Etwas schräg finde ich den Vorschlag der Pächter, einen Getränkeautomaten aufzustellen. Bier, Wein und Sekt scheint in dem Laden okay zu sein, solange die Pächter es nicht anfassen müssen müssen; oder so ähnlich. Daß die Vereinsmitglieder selbst einen Kasten Bier mitbringen, scheint auch okay zu sein.
Irgendwie erinnert mich das an ein Arbeitsgerichtsverfahren, wo ein muslimischer Arbeitnehmer nach einer Epiphanie plötzlich meinte, in einem Getränkeverlag nur noch Kisten mit alkoholfreien Getränken schubsen zu müssen. Der Arbeitgeber und das Arbeitsgericht sahen das anders.
Dann ist da noch die Bemerkung der Richterin zu Schnitzel und Pommes, ein Vergleich, der ebenfalls hinkt.

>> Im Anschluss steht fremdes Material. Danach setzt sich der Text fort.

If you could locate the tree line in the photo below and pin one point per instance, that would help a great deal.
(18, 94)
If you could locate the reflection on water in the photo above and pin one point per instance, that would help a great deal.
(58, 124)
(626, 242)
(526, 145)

Wenn ein Verein, sich ausdrücklich auf ein exotisches Spezialitätenrestaurant als Pächter einläßt, dann weiß er, daß es da möglicherweise keine Schnitzel mit Pommes gibt. Aber halt Bier. Wobei sich die meisten Vereinskneipen mit exotischerem Speisekarten über kurz oder lang allein aus wirtschaftlichen Erwägungen dazu herablassen, brummelnd und widerwillig Schnitzel, Corrywurst und Pommes anzubieten.
Mich würde mal interessieren, ob in dem Lokal aus religiösen, kulturellen oder kollektiv zwangsneurotischen Gründen auch kein alkoholfreies Bier ausgeeschenkt wird. Dann wäre das Ganze völlig absurd.
Edit:
Ein Blick auf die Speisekarte hilft. Es gibt tatsächlich auch kein alkoholfreies Bier.